После этого письма разверзся ад. Наши клиенты тут же позабыли все свои рассуждения о нелепых шутках и визжа требовали от полицейских и окружного прокурора, чтобы те немедленно вернулись и посадили его, ни словом более не упоминая о самоубийстве. Услышав, какой переполох вызвали эти стихи, я начал склоняться к предложению Майкла Эйерса отказаться от названия Лига раскаивающихся и переименовать ее в Лигу запуганных. Единственно, кто, казалось, не поддался острому приступу дрожи в коленях, были доктор Бертон и хирург Леопольд Элкас. Хиббард оказался столь же напуганным, как и все остальные, пожалуй, даже больше других, однако он все-таки продолжал противиться вмешательству полиции. Похоже, что он не только соглашался засыпать, лихорадочно дрожа от страха, но и готов был пожертвовать собой. А вот Элкас, видимо, вполне с этим справлялся, но к этому я еще вернусь.
Я договорился встретиться с Элкасом в среду утром, в половине десятого, но вышел из дому пораньше, поскольку собирался до этого заглянуть на Пятьдесят шестую улицу и осмотреть галерею Дрейера, где все это произошло. Я прибыл туда около девяти.

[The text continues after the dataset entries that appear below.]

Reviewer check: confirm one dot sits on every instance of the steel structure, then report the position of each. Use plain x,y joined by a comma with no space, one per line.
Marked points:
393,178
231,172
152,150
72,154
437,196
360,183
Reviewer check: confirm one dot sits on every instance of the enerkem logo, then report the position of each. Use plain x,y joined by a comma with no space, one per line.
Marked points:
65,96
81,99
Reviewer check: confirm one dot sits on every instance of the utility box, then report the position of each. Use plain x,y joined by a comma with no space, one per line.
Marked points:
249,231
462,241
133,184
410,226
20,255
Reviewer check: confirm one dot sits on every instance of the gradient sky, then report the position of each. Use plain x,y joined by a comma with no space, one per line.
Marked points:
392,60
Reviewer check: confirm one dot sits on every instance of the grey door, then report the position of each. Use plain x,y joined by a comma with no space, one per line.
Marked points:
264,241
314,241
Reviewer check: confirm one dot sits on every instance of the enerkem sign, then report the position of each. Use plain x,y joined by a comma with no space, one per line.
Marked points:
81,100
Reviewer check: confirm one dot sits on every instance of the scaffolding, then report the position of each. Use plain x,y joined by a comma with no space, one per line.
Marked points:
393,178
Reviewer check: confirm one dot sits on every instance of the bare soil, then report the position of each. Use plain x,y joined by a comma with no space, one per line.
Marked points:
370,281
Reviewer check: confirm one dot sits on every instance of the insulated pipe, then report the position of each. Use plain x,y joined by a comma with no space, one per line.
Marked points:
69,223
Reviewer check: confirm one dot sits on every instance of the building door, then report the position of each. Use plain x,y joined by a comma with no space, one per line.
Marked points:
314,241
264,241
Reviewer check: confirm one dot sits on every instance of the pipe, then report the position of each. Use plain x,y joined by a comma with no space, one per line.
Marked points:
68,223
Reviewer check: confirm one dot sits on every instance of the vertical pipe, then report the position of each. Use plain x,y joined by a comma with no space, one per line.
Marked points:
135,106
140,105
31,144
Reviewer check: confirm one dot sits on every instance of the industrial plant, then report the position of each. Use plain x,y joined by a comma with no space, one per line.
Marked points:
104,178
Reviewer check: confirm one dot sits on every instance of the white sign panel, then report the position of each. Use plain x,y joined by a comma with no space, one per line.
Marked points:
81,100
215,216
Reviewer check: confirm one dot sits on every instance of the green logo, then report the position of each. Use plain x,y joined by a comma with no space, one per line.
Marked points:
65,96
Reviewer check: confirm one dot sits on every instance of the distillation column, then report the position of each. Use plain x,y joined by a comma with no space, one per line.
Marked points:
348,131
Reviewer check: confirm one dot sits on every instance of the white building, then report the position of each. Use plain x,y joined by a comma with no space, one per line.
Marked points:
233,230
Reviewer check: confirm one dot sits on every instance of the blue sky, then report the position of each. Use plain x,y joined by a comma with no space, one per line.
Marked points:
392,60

Это была уже не галерея, а книжный магазин. Меня приветливо встретила женщина средних лет с бородавкой около уха. Она сказала, что, разумеется, я могу осмотреть помещение, но там мало что можно увидеть, поскольку все уже попереставляли. Комнатушка направо, где проходило совещание в ту среду и где на следующее утро полиция нашла тело, и теперь использовалась в качестве канцелярии с письменным столом, пишущей машинкой и так далее, но была заставлена множеством стеллажей, по всей видимости новых. Я позвал эту женщину в канцелярию, указал на дверь в задней стене и спросил ее:
— Не были бы вы столь любезны сообщить мне, где мистер Юджин Дрейер держал все необходимое для приготовления разных напитков?
Она непонимающе посмотрела на меня.
— Мистер Дрейер?.. О… это тот человек?..
— Мужчина, который совершил самоубийство в этой комнате, совершенно точно, миссис. Но вы, наверное, не так-то много знаете об этом.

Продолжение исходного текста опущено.